Ballew v. Covenant Health Corp (TV1)
MEMORANDUM OPINION. Signed by Chief District Judge Thomas A Varlan on 4/6/17. (c/m) (JBR)
UNITED STATES DISTRICT COURT
EASTERN DISTRICT OF TENNESSEE
COVENANT HEALTH CORP.,
This civil case is before the Court on defendant’s motion to dismiss [Doc. 5]. Pro
se plaintiff did not respond to the motion to dismiss, and her time in which to do so has
expired. See E.D. Tenn. L.R. 7.1. For the reasons contained herein, the Court will grant
defendant’s motion to dismiss.
Plaintiff initiated the present action by filing a complaint with this Court on July
14, 2016 [Doc. 1]. As grounds for suit, the complaint alleges age, color, and disability
discrimination, as well as violations of the Equal Pay Act [Id. at 1, 3]. To support these
allegations, the complaint alleges only the following facts:
Discrimination 45 yrs old African American went out on FMLA in 12-2015
to surgery[.] Returned to work I was written up 1st suspended for 3 days
told I was unsatisfactory worked fired 2 weeks after Returning to work[.]

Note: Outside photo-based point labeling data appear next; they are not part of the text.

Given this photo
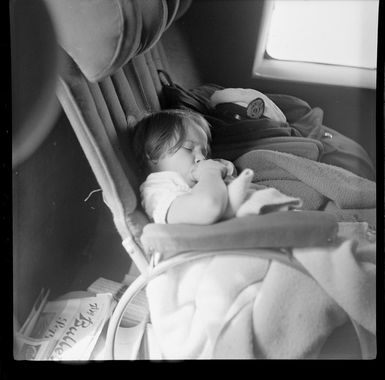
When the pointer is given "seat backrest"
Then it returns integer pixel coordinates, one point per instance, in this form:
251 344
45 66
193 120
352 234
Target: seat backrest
111 52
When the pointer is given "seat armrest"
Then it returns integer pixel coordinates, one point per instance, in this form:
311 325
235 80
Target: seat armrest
287 229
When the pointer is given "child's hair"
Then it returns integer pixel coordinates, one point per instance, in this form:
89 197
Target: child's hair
163 132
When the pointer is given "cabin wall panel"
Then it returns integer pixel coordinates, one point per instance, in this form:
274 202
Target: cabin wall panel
52 225
222 38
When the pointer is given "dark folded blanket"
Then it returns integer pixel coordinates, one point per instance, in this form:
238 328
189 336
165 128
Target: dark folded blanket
346 189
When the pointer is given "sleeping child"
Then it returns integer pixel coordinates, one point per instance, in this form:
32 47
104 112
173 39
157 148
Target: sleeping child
183 185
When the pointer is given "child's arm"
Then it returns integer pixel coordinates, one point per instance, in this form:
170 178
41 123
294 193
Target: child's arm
207 201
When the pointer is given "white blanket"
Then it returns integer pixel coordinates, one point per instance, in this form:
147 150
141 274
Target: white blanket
237 306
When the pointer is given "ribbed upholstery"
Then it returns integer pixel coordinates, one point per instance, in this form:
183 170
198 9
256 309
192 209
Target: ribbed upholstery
102 113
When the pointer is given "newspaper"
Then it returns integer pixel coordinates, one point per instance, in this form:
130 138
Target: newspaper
66 329
136 311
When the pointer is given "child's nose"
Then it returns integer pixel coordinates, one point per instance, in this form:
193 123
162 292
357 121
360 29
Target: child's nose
199 157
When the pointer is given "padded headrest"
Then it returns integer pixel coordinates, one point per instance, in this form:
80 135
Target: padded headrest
103 35
182 9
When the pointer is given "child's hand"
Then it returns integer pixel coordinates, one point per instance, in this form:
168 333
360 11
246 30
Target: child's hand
207 167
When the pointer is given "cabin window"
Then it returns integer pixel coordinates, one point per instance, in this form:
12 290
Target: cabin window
332 42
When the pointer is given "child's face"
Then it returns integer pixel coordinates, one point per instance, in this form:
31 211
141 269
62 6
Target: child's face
194 149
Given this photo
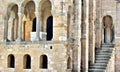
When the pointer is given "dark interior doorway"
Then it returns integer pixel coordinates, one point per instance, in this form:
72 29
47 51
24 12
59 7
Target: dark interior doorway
49 28
27 62
44 62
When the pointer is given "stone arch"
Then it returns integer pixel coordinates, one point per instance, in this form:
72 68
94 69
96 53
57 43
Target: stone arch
45 7
12 22
44 61
11 61
69 63
107 30
27 20
27 61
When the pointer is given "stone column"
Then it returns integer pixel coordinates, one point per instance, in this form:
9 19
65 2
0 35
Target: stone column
76 37
5 28
84 39
37 13
19 39
91 31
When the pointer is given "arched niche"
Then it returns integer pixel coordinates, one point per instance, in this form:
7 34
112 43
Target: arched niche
28 18
43 61
12 22
107 30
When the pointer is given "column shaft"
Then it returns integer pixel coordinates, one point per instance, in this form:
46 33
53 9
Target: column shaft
77 36
37 26
84 39
19 39
92 32
5 28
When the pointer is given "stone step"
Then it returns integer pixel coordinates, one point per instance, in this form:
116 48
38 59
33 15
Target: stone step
102 58
104 50
107 59
97 67
107 45
99 64
96 70
103 53
101 61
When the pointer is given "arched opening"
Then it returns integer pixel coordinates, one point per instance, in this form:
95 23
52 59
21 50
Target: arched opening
11 61
27 62
69 63
49 28
43 62
28 21
107 30
13 23
46 19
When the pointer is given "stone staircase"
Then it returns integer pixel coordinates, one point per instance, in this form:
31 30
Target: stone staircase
102 57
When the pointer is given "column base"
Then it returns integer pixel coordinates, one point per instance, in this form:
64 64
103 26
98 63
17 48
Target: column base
38 39
6 40
19 39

Job given to white 22 year old female. This person has violated HIPAA
laws but continues to work there. Worked Weekend shift 7am-7pm with no
Lunch Break or 15 min breaks [Id. at 2].
Plaintiff also attached to the complaint a Dismissal and Notice of Rights issued to
her by the Equal Employment Opportunity Commission (“EEOC”) [Doc. 1-1]. Although
plaintiff did not attach the EEOC charge itself, defendant included plaintiff’s EEOC
charge as an attachment to its motion to dismiss [Doc. 5-1]. In her EEOC charge,
plaintiff alleged the following:
I was hired by the above-named employer as a Help Information Specialist.
The company employs at least 15 employees.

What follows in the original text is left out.